Storia e Atmosfera
San Donaci, un piccolo borgo del Sicilia, è un villaggio poco conosciuto ma pieno di storia e tradizioni. È stato fondato nel XIII secolo dai monaci benedettini, e il suo nome deriva dalla Madonna, a cui i monaci dedicarono la chiesa principale e il monastero. La città si sviluppò intorno a questa chiesa, e attualmente è ancora possibile ammirare la sua facciata gotica, con i suoi archi e le sue statue.
Il villaggio è stato abitato principalmente da contadini, e la sua economia è sempre stata legata alla terra. La maggior parte delle casa sono costruite in pietra e si trovano intorno alla chiesa principale. Il paesaggio è caratterizzato da colline e vallate verdi, e durante la stagione estiva è possibile ammirare le belle vedute del Sicilia.
Il villaggio è stato teatro di numerose battaglie durante la Seconda guerra mondiale, e oggi è possibile visitare il museo della Resistenza, che racconta la storia della resistenza antinazista del Sicilia. Il villaggio è anche stato teatro di uno dei più grandi miracoli della Chiesa cattolica, quando nel 1527 una statua della Madonna si levò dal suo altare e si mosse per tutto il villaggio, guarendo molte persone. Questo evento è oggi commemorato ogni anno con una grande festa.

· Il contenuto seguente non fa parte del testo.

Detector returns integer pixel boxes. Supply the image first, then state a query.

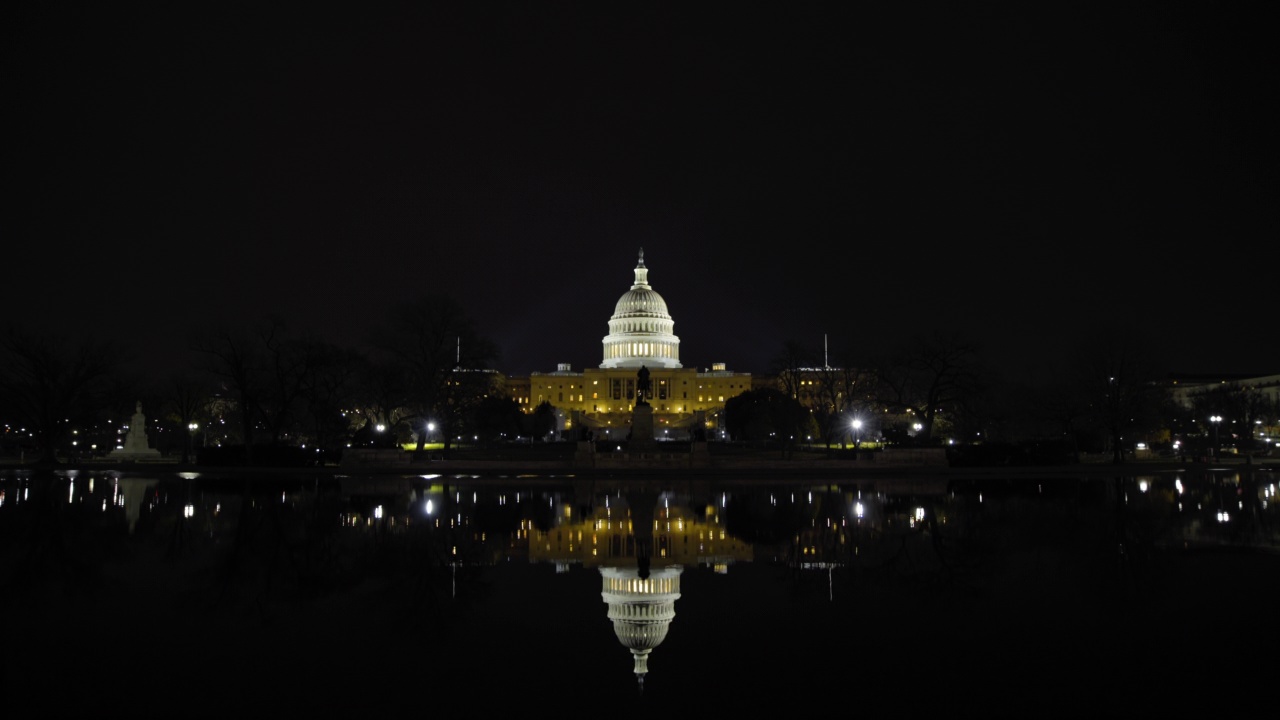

La cucina del Sicilia è molto varia, e a San Donaci è possibile trovare molti piatti tipici: gli agnelli arrostiti, le polenta con le salsicce, le frittate di verdure e le pizze molisane.
Il villaggio è ancora oggi abitato principalmente da contadini, e la sua atmosfera è molto tranquilla e autentica. È un luogo perfetto per chi vuole scappare dalla folla e trovare la pace.